Ses fonctions de ménagère lui laissant beaucoup d’heures de loisir, elle pria sa tante de lui aider à les employer à la continuation des études qui, au pensionnat, occupaient toutes ses journées. Elle travaillait avec ordre, et de manière à confirmer tout ce que le professeur avait dit de ses facultés intellectuelles. Pour donner plus d’assurance à sa main, Charlotte lui glissait des plumes déjà fatiguées, mais la jeune fille les retaillait aussitôt pour les rendre dures et pointues.

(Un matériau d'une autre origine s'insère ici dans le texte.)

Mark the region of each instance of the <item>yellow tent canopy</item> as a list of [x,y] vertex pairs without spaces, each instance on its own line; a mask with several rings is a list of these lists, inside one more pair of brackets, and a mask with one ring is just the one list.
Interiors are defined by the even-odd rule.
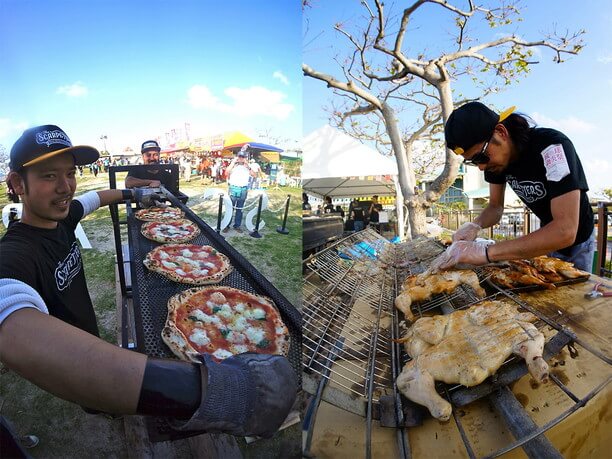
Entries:
[[253,142],[253,139],[239,131],[231,131],[223,134],[223,146],[248,142]]
[[276,151],[262,151],[259,153],[262,158],[271,163],[280,163],[280,153]]

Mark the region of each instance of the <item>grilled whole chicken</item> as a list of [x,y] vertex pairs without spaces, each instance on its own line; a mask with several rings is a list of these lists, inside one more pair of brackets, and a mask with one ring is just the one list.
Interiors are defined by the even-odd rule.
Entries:
[[398,340],[412,357],[397,378],[398,389],[426,406],[433,417],[447,421],[452,408],[436,392],[435,381],[476,386],[510,354],[516,354],[525,359],[536,381],[546,382],[544,335],[531,323],[535,319],[513,305],[484,301],[452,314],[417,320]]

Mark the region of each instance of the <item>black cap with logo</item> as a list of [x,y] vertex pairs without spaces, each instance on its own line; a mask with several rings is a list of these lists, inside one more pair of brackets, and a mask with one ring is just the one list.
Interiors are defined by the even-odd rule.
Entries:
[[9,167],[18,171],[61,153],[71,153],[74,164],[82,166],[96,161],[100,153],[94,147],[73,146],[66,133],[53,124],[26,129],[11,148]]
[[444,126],[446,146],[462,155],[477,143],[488,140],[495,126],[508,118],[515,108],[510,107],[498,115],[480,102],[462,105],[451,113]]
[[156,140],[146,140],[142,143],[142,147],[140,147],[140,153],[144,153],[145,151],[149,150],[155,150],[158,152],[161,151],[161,148],[159,148],[159,144]]

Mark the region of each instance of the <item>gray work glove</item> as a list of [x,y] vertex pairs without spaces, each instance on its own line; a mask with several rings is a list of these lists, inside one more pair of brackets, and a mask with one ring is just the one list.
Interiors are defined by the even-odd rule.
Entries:
[[455,234],[453,234],[453,242],[457,241],[473,241],[478,236],[478,232],[482,228],[474,222],[467,222],[461,225]]
[[457,241],[431,262],[429,270],[436,273],[440,270],[454,268],[457,265],[481,266],[489,263],[487,241]]
[[132,194],[134,195],[134,200],[141,207],[153,207],[162,199],[160,195],[150,188],[134,188]]
[[297,395],[297,379],[280,355],[245,353],[216,363],[201,356],[208,373],[200,407],[180,430],[204,430],[272,437],[287,418]]

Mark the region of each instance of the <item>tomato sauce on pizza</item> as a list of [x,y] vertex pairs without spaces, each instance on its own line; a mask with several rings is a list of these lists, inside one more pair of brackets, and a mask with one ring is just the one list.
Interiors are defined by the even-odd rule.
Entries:
[[168,302],[162,338],[179,357],[207,353],[220,361],[244,352],[283,354],[289,332],[271,300],[232,287],[203,287]]
[[176,207],[148,207],[146,209],[137,210],[134,216],[138,220],[146,222],[163,222],[179,220],[185,214],[181,209]]
[[140,232],[147,239],[157,242],[187,242],[200,234],[200,228],[195,223],[186,220],[173,220],[167,222],[146,222]]
[[165,244],[147,253],[144,265],[184,284],[220,282],[232,271],[229,259],[208,245]]

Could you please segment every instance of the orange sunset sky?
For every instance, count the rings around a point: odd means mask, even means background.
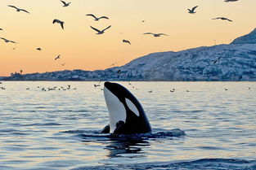
[[[153,52],[181,50],[201,46],[230,43],[256,28],[256,1],[239,0],[1,0],[0,76],[11,72],[44,72],[73,69],[106,69],[124,65]],[[17,12],[13,5],[30,12]],[[187,8],[199,6],[196,14]],[[86,14],[106,15],[94,21]],[[213,20],[223,16],[234,22]],[[52,20],[65,22],[65,30]],[[145,22],[141,22],[145,20]],[[90,26],[103,29],[96,35]],[[163,33],[154,37],[143,33]],[[123,39],[132,45],[124,44]],[[36,48],[40,47],[42,51]],[[16,48],[13,50],[13,48]],[[61,58],[54,59],[61,54]],[[65,66],[61,63],[65,63]]]

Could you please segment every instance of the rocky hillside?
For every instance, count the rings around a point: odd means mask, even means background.
[[[256,81],[256,29],[229,45],[150,54],[97,71],[14,74],[9,81]]]

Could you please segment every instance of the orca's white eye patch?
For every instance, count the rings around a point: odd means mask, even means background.
[[[137,115],[137,116],[140,116],[140,112],[137,109],[137,107],[132,102],[132,101],[130,101],[128,98],[125,98],[125,102],[127,106],[128,107],[128,108],[133,112],[135,113],[135,115]]]

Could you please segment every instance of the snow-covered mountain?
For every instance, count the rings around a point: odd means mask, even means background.
[[[256,81],[256,29],[229,45],[154,53],[106,70],[14,74],[7,80]]]

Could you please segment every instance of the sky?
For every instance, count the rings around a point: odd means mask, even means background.
[[[255,0],[1,0],[0,76],[11,72],[106,69],[160,51],[227,44],[256,28]],[[17,12],[13,5],[30,12]],[[195,15],[187,8],[199,6]],[[110,20],[94,21],[87,14]],[[234,22],[213,20],[223,16]],[[65,29],[52,24],[65,22]],[[141,22],[145,20],[145,22]],[[103,29],[97,35],[90,26]],[[154,37],[144,33],[168,36]],[[122,42],[130,41],[132,45]],[[36,49],[40,47],[43,50]],[[15,48],[15,50],[13,50]],[[54,59],[61,54],[61,59]],[[62,66],[61,63],[65,63]]]

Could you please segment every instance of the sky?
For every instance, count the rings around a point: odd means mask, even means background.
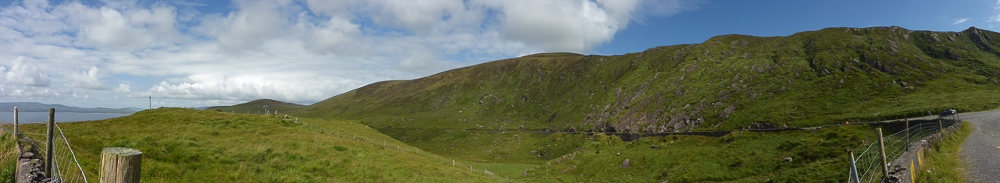
[[[1000,29],[1000,0],[0,0],[0,102],[312,104],[543,52],[827,27]]]

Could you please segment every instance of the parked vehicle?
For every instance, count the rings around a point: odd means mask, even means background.
[[[946,109],[944,111],[941,111],[941,114],[939,114],[938,116],[940,116],[940,117],[947,117],[947,116],[955,115],[955,113],[958,113],[958,111],[955,111],[955,109]]]

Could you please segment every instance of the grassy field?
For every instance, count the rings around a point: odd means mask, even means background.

Les dames étaient convenues de ne parler entre elles qu’en français ; c’était un moyen d’exercer Ottilie en cette langue qui semblait avoir le pouvoir de la rendre plus communicative, parce qu’en employant cet idiome, elle accomplissait le devoir qu’on lui avait imposé de se le rendre plus familier par la pratique. Quand elle s’en servait, elle disait souvent plus qu’elle n’en avait l’intention. Le tableau spirituel, quoique toujours bienveillant, qu’elle faisait de la vie et des intrigues du pensionnat, amusa beaucoup Charlotte ; et la bonté qui dominait dans tous ses récits et que sa conduite justifiait, lui prouva que bientôt cette jeune fille serait pour elle une amie aussi sûre que fidèle.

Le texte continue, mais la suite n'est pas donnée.